In this, the third and final blog on the subject, we will examine the cost of infrastructure and in particular, the cost of Information Technology (IT) infrastructure.
We suggested in previous articles that it is not sufficient to use the traditional product Unit Manufacturing Cost (UMC), because that data excludes the larger macro view of costs such as waste and asset obsolescence. By contrast, a TCO approach includes the costs from all phases of ownership, acquisition, manufacturing, and distribution of product. It highlights the difference between the cost of manufacturing a book and the entire cost of investing in equipment and resources while the book is in the publisher’s possession.
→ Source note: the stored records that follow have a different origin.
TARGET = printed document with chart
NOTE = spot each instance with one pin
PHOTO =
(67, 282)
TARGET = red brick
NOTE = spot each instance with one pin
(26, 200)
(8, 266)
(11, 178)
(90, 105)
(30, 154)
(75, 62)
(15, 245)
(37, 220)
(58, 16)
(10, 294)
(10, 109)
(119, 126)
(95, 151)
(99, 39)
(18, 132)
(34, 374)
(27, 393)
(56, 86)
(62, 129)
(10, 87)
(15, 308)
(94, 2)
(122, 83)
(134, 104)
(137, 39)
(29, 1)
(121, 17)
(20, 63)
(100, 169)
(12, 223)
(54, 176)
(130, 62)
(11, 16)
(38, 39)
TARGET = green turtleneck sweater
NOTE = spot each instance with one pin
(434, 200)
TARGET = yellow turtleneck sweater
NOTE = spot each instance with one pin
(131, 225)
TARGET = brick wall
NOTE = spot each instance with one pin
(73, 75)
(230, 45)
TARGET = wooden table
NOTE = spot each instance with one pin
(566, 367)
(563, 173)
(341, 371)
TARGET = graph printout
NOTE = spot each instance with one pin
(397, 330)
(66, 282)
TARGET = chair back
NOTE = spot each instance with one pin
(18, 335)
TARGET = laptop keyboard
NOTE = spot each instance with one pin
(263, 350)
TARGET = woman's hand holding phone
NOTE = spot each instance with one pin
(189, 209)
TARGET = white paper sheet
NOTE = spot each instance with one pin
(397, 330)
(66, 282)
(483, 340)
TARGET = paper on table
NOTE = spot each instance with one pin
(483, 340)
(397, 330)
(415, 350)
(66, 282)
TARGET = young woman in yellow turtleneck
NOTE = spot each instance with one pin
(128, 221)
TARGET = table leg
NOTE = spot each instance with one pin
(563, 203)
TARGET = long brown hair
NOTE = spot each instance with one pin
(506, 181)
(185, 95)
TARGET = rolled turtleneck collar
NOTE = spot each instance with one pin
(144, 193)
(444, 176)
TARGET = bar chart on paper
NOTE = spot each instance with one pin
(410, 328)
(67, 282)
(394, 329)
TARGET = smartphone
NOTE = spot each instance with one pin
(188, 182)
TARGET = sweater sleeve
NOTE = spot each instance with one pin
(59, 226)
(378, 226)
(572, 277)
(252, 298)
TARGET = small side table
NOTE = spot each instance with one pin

IT – More than just the Price of Hardware and Operating Costs
When considering Information Technology and its value to the publishing enterprise, we must review more than just the purchase price of hardware and software and operating costs. A TCO analysis shows important differences between price and long-term investment costs. It highlights the value to the business, including waste, sustainability, and the aging expertise of technical resources. Once these differences are understood, publishers can begin to make better decisions on further capital investment in IT equipment, personnel, cyber security, and the mitigation of risk to safeguard the continuous delivery of valuable data to the business.
There is no question that technology plays an important role now and an increasingly important role for publishers in the future. Part of the technology investment that a publisher makes is that of providing a continuous stream of good data to management. This includes data on its own operations and just as important, data on competitors, and how well each is doing compared to the other. It used to be that most of the data that companies needed was for feeding internal operational systems such as accounting and production planning. However, publishers today need data from outside the company, from social media, on customer and audience building and other sources that can generally be categorized as BIG DATA. Publishers need to gather it effectively and use it profitably in order to stay ahead of their competitors.
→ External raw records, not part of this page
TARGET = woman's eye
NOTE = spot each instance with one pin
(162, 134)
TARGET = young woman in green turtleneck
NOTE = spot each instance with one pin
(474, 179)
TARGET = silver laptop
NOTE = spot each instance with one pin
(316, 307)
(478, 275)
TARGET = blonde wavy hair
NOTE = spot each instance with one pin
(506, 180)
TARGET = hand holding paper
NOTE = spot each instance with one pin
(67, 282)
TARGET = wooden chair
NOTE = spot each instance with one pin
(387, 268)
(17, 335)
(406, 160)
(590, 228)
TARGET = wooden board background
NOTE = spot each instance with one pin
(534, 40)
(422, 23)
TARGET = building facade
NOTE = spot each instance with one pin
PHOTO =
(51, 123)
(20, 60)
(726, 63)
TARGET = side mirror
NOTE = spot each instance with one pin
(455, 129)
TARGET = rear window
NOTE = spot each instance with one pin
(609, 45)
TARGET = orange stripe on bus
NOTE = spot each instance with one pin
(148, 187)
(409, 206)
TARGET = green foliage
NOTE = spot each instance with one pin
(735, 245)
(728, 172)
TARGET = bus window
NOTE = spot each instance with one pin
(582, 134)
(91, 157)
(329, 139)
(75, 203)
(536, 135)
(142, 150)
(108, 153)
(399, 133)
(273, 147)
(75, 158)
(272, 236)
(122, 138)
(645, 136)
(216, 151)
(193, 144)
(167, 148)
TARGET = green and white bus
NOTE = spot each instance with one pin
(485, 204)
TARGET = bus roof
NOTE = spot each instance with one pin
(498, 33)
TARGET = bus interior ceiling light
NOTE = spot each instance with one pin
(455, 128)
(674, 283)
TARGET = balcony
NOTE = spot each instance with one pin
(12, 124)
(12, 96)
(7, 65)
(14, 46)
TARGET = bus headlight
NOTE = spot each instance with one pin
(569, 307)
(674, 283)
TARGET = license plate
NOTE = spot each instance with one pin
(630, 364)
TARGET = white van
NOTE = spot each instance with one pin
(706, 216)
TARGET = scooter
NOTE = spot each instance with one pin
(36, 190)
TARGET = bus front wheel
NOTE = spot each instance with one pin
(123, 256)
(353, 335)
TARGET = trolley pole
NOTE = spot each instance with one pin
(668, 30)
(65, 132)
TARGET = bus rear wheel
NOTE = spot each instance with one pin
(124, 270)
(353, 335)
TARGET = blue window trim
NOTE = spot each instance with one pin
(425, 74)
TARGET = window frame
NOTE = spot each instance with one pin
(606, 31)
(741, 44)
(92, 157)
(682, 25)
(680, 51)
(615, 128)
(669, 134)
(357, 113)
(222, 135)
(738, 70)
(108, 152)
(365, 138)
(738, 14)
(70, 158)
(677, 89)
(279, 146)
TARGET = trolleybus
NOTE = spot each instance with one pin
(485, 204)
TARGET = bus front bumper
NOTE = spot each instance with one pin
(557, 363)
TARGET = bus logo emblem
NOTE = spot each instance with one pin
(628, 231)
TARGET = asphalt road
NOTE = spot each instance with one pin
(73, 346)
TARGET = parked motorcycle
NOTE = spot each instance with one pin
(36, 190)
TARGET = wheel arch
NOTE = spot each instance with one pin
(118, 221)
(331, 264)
Why Outsource IT Infrastructure?
The problem is that most medium- to small-sized publishers do not have the software capability, the hardware capacity or the technical expertise to get that job done. Our conclusion is that one of the best ways to keep pace in this respect is to outsource IT operations to large expert cloud providers.
The same arguments apply here that we used in Part 2 of this series, in which we reviewed the outsourcing of distribution. Firstly, economies of scale apply. Bigger computers can do things that smaller ones can’t, especially when it comes to analyzing Big Data. It means that publishers can deploy the latest technologies and the latest applications that an individual publisher cannot hope to compete with, using in-house equipment. Secondly, the large global cloud providers employ the most skilled staff, educated in the latest technologies that can ensure the long term viability of IT services. They can protect publishers’ investments from cybersecurity criminals that are increasingly expensive to guard against, and even more expensive to fall prey to.
The other reason to outsource IT is that upgrades and updates to your software are no longer as time-consuming and risky. We have written about the advantages of moving IT operations to the cloud. You can read our article here.
Microsoft and Sustainability
There is one more major reason to strongly consider outsourcing IT that a TCO analysis may reveal. That is the whole question of sustainability. The major providers of cloud services have made significant commitments to sustainability goals that the typical publisher cannot match. For instance, Amazon Web Services, and Microsoft Axure (used by knkpublishing) have made significant and quantifiable commitments to reducing the carbon footprints of their data centers. Even if they had not done this, there is plenty of evidence to show that simply outsourcing your IT infrastructure to the cloud makes a valuable contribution to sustainability by lessening your carbon footprint in computer hardware. By centralizing that computing resource in a relatively small number of very large data centers, there is a net reduction in emissions. And by passing that responsibility onto computing experts, publishers get value by managing and securing data and providing long-term viability and continuity.
Without the commitment of the major cloud providers to sustainability, there is no doubt that their data centers would be responsible for enormous emissions. Studies have shown that by 2025, data centers will be responsible for over 3% of total global carbon emissions of all kinds and the consumption of about 20% of global electricity. Simply storing data is predicted to consume about 14% of total world emissions by 2040.
Users of Microsoft Azure cloud services can be confident that Microsoft is at the forefront of global efforts to manage data centers sustainably. The number one cause of the environmental cost of data centers is in cooling. Microsoft has committed to use 100% renewable energy by 2025, be water positive by 2030, have zero waste certification by 2030 and have net zero deforestation from new construction at the same time. They are building new data centers in cold climates and engaging only with electrical power suppliers from renewable sources. This amounts to big numbers. Microsoft Azure has over 100 large data centers globally, serving cloud customers in 140 countries. In the year 2021 alone, it slashed its carbon footprint by 6%.
In our view, it makes perfect business sense for publishers to outsource non-core activities and to monetize their sustainability efforts at the same time. They contain many of the same issues and the same solutions. Outsourcing IT falls into that category and with cloud services providers like these, we are moving in the right direction.